Like many common fitness myths, the "omg don't eat carbs" thing is due largely to a misinterpretation or exaggeration of the truth.
In reality, if you put yourself down to the 1500 daily calories that's really required to lose weight, and shave off 40% of that for protein, you're really only left with around 120g of carbs per day. That's low enough to get the job done for the vast, vast majority of people.
Something else I just learned- that whole, you have to eat breakfast thing? Total myth. Your body does not need to have its metabolism jump started in the morning. You can skip breakfast and it won't do a thing, besides maybe make you grumpy.
From Reddit:
Starvation mode is a myth. It was popularized due to the Minnesota Starvation Experiment in which subjects were given 50% of their daily calorie intake for months. The result? Well, they lost weight until they had almost no weight left to lose and their bodies simply could not get the calories ANYWHERE. Concisely put: starvation mode happens when you are, quite literally, wasting away. Not when you have a simple caloric deficit. Your body will make up for it with fat stores. That's what they're for.
Have you found any PubMed articles that address these points? These articles would have gone through a peer review process, and are more reliable than fitness magazines (or wikipedia.)
//EDIT: Also this.
1) Most people aren't as good at calorie restriction as they think they are. They under-estimate what they're eating over drastically over-estimate the baseline they should be coming from. Even I fell prey to the latter for years.
2) Extreme calorie restriction (that is, exceeding fat pounds * 33) could have an effect on your muscle mass. This would cause weight loss, but little change in body fat percentage.
3) The speed of your metabolism is greatly influenced by what, how much, and how often you eat. I imagine there's some sort of break point where the metabolism you "lost" by eating less food less often is overpowered by the body's natural metabolism.
Where does this formula come from?
http://www.ncbi.nlm.nih.gov/pubmed/15615615
1. How does caffeine (coffee, energy drinks, caffeine pills) affect your metabolism and physical performance. I've noticed that when I drink one or two cups of coffee an hour or two before a jog I generally feel better / perfom better. Is this fact or am I just imagining things?

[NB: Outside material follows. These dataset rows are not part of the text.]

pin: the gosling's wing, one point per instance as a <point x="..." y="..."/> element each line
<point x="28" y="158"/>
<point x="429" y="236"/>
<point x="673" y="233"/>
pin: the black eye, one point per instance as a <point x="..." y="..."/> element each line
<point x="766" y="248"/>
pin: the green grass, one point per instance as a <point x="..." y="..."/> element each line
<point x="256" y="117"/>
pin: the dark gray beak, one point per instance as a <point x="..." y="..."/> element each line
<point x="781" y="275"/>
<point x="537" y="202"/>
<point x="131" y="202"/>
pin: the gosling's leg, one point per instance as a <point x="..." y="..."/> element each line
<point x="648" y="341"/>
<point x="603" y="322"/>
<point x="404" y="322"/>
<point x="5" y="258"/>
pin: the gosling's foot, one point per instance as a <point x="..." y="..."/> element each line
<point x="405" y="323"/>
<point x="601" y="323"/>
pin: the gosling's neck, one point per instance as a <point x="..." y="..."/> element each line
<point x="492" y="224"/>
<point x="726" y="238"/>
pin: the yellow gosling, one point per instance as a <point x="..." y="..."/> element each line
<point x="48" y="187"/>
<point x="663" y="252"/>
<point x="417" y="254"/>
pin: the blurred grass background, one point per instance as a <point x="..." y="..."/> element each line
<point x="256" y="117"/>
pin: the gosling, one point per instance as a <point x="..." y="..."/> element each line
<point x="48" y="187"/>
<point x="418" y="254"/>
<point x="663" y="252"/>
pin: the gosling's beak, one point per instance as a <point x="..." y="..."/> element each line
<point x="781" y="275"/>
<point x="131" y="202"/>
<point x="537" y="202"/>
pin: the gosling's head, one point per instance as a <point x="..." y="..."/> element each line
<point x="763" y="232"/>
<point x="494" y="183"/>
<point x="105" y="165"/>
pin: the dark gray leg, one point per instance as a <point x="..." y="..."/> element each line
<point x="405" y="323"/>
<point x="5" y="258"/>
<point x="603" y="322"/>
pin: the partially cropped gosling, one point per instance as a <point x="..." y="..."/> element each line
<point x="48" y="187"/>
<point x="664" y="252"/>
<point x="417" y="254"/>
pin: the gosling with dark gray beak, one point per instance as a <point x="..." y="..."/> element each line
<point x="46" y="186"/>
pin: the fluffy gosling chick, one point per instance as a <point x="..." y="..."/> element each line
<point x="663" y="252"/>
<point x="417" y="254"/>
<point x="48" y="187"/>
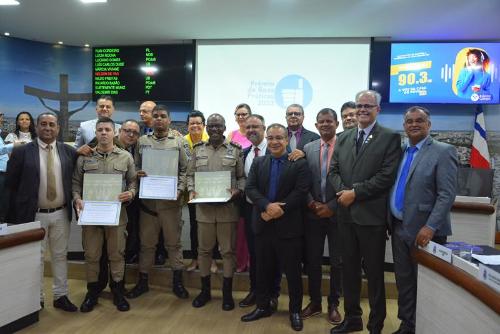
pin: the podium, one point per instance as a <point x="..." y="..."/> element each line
<point x="20" y="251"/>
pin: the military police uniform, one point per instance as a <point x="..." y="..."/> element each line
<point x="121" y="162"/>
<point x="217" y="222"/>
<point x="163" y="214"/>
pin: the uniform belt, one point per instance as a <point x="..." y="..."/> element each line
<point x="51" y="210"/>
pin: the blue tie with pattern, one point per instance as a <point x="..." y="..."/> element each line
<point x="400" y="190"/>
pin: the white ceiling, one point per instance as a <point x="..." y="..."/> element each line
<point x="126" y="22"/>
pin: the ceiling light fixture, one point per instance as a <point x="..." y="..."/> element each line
<point x="94" y="1"/>
<point x="9" y="2"/>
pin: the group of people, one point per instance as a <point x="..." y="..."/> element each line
<point x="291" y="187"/>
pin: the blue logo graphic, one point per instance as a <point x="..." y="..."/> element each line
<point x="293" y="89"/>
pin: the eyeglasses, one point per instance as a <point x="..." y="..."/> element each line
<point x="415" y="121"/>
<point x="277" y="138"/>
<point x="365" y="106"/>
<point x="130" y="132"/>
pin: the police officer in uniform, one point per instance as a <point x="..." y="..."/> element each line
<point x="217" y="222"/>
<point x="106" y="158"/>
<point x="157" y="215"/>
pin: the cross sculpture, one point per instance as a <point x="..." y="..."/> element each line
<point x="64" y="97"/>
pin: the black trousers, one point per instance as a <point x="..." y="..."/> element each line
<point x="367" y="242"/>
<point x="273" y="255"/>
<point x="133" y="244"/>
<point x="405" y="270"/>
<point x="250" y="235"/>
<point x="316" y="232"/>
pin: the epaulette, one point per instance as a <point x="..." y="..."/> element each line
<point x="235" y="144"/>
<point x="199" y="144"/>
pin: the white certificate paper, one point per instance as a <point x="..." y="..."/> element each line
<point x="100" y="213"/>
<point x="158" y="187"/>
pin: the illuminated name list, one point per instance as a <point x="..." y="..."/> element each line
<point x="107" y="70"/>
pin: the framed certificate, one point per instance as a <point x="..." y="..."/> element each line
<point x="157" y="162"/>
<point x="100" y="213"/>
<point x="212" y="187"/>
<point x="158" y="187"/>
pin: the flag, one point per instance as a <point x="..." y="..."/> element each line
<point x="479" y="157"/>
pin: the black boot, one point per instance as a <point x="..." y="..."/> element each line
<point x="227" y="294"/>
<point x="204" y="295"/>
<point x="91" y="297"/>
<point x="140" y="288"/>
<point x="178" y="287"/>
<point x="118" y="297"/>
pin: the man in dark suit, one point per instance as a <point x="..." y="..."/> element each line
<point x="321" y="221"/>
<point x="39" y="177"/>
<point x="298" y="136"/>
<point x="277" y="187"/>
<point x="420" y="203"/>
<point x="365" y="163"/>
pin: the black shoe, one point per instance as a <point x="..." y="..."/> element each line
<point x="273" y="304"/>
<point x="88" y="303"/>
<point x="347" y="326"/>
<point x="404" y="330"/>
<point x="249" y="300"/>
<point x="178" y="287"/>
<point x="91" y="297"/>
<point x="257" y="314"/>
<point x="65" y="304"/>
<point x="119" y="300"/>
<point x="140" y="288"/>
<point x="131" y="259"/>
<point x="204" y="296"/>
<point x="160" y="259"/>
<point x="227" y="294"/>
<point x="296" y="322"/>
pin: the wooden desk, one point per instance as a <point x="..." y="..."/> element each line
<point x="20" y="276"/>
<point x="451" y="301"/>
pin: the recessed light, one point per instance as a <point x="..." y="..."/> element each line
<point x="94" y="1"/>
<point x="9" y="2"/>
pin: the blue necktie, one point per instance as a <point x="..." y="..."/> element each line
<point x="400" y="190"/>
<point x="324" y="170"/>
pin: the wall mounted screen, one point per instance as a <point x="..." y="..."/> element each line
<point x="269" y="75"/>
<point x="445" y="73"/>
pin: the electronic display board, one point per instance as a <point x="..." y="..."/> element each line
<point x="137" y="73"/>
<point x="445" y="73"/>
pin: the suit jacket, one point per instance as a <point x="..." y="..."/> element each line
<point x="305" y="137"/>
<point x="293" y="185"/>
<point x="370" y="173"/>
<point x="430" y="190"/>
<point x="312" y="151"/>
<point x="23" y="178"/>
<point x="86" y="132"/>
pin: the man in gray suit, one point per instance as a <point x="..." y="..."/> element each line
<point x="365" y="163"/>
<point x="420" y="204"/>
<point x="321" y="222"/>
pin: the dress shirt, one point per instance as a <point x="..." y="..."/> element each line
<point x="274" y="176"/>
<point x="395" y="212"/>
<point x="331" y="142"/>
<point x="43" y="202"/>
<point x="251" y="155"/>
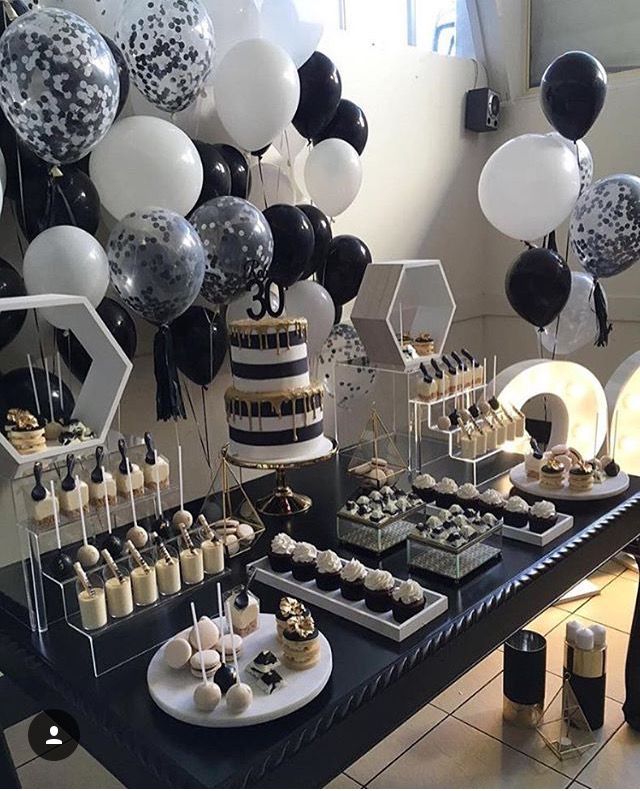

2. Nicotine. I do use snus, and the Norwegian board of sports or whatever I could translate it to are thinking about banning it from professional sports because of its "performance enhancing" effect. Do you know anything about this?
3. I've heard people say that eating right after a workout is beneficial to restitution. However, I rarely feel like putting anything in my mouth after working out, and I have trouble swallowing food. How much trith is there to this theory?
Thank you.
2. I don't know anything about tobacco products, aside from the fact that they're pretty much all terrible for you.
3. It's good metabolic sense to eat some good carbs and lean protein right after a workout. The theory goes that having this food in your body will divert your metabolism to the food and fat stores, rather than its tendency to go after muscle when you've depleted bodily sugar from cardio.
Probably because nicotine triggers the release of adrenaline/noradrenaline into the bloodstream.
Elevates heart rate, increases blood glucose/fatty acids and blood flow gets shunted away from nonessential organs to skeletal muscle.